Discord is proprietary software, meaning users have no practical capability, or legal right, to study, modify, or share the code, and it is a centralized service. Thus Discord can be used for censorship and surveillance at a moments notice, and the only power people have is to not use it. Such large software systems take a lot of time and effort to create. Network effects and motivated complacency make it unrealistic to simply wait until something bad happens before switching to a freedom respecting software.

Discord should be rejected outright simply for being proprietary, but software that is used for communications and forming communities have even stronger reasons not to be locked down and controlled by any one entity.

6 comments

try bringing up this argument with any of the reddit communities for meditation, Linux, or communities you'd expect to make ethically informed choices about the software they use and support. you will not be well-received.

for whatever reason, people have these shield-walls up against criticism of the software they use every day. it points to a double-think that allows people to engage in ethical practices (meditation) while blissfully continuing to neglect the activity of living ethics (which is the only true meditation). if one doesn't inform the other, you're doing it wrong.

it's deeply troubling.

I mod a community around anonymity and have to explain exactly this at least once a month. There is no reasonable way we could trust such a software for anything related to privacy, anonymity or free speech.
This bothers me too, especially since many communities require you to integrate it with other platforms too. Want access to N channel? Connect to Patreon to prove you contribute. So many integrations, so many communities controlled by a single entity. Oiy.

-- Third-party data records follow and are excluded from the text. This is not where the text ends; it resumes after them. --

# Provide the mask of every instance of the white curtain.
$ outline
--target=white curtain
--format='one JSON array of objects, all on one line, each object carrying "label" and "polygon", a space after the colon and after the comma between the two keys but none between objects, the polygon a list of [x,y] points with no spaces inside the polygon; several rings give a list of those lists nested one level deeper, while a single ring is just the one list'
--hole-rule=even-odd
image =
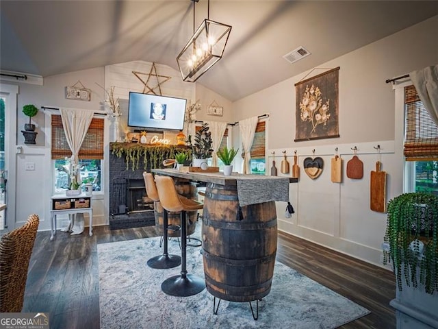
[{"label": "white curtain", "polygon": [[[93,112],[90,110],[72,108],[61,108],[60,111],[67,143],[72,153],[70,161],[74,164],[73,167],[77,167],[79,149],[93,119]],[[81,173],[78,172],[77,176],[77,181],[80,182]],[[83,232],[83,215],[78,214],[74,216],[74,220],[70,220],[68,226],[62,230],[73,232],[72,234],[79,234]]]},{"label": "white curtain", "polygon": [[218,121],[207,121],[211,132],[211,142],[213,147],[213,159],[211,160],[211,167],[218,165],[218,155],[216,152],[219,149],[222,138],[227,129],[227,123]]},{"label": "white curtain", "polygon": [[409,77],[426,110],[438,125],[438,65],[411,72]]},{"label": "white curtain", "polygon": [[244,157],[243,173],[250,173],[249,160],[251,158],[250,150],[254,141],[254,135],[255,134],[255,128],[257,126],[259,118],[253,117],[252,118],[246,119],[239,121],[239,130],[242,136],[242,143],[245,150],[245,156]]}]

And this doesn’t even touch on the attention cost... it gets stupidly demanding of your attention with all the @ mention options. If you’re part of more than one community, you had best prepare to be quite liberal with the mute feature.

The front end is well document, so you can trivially implement a client.
Which doesn't matter if your are banned from the network. Changing clients or implementing alternate clients won't fix that.
Your opinion should be rejected outright for offering no alternatives.
Start using riot.im it's Foss, and federated (with a very cool end to end encryption I might add).

If you prefer a more classical voice chat use mumble.

Matrix (the protocol riot uses) includes voice and video, and riot.im supports both. I run a matrix server for some friends and we like it a lot, though some of us still prefer IRC.
Discord won many people over simply because it was such well written software, and that continues today.

Its proprietary nature has always concerned me too, as well as what they're doing with the data (i.e. assume they're reading & listening to everything).

What they mustn't do is forget how quickly they grew and the underlying concept that enabled it: people will flock to different messaging platforms quite easily (Teamspeak to Discord is a great example) which means Discord can lose just as quickly as it won.

I think the biggest reason is/was because it is free (Costs no Money). Not because it is/was well written. Nobody cares if it is well written... (at least outside the hn spectrum)
Everyone cares it was well written, otherwise people would be using Skype, which is also Cost Free (sans some features) or one of the P2P chat apps (bitmessage), but nobody is doing that.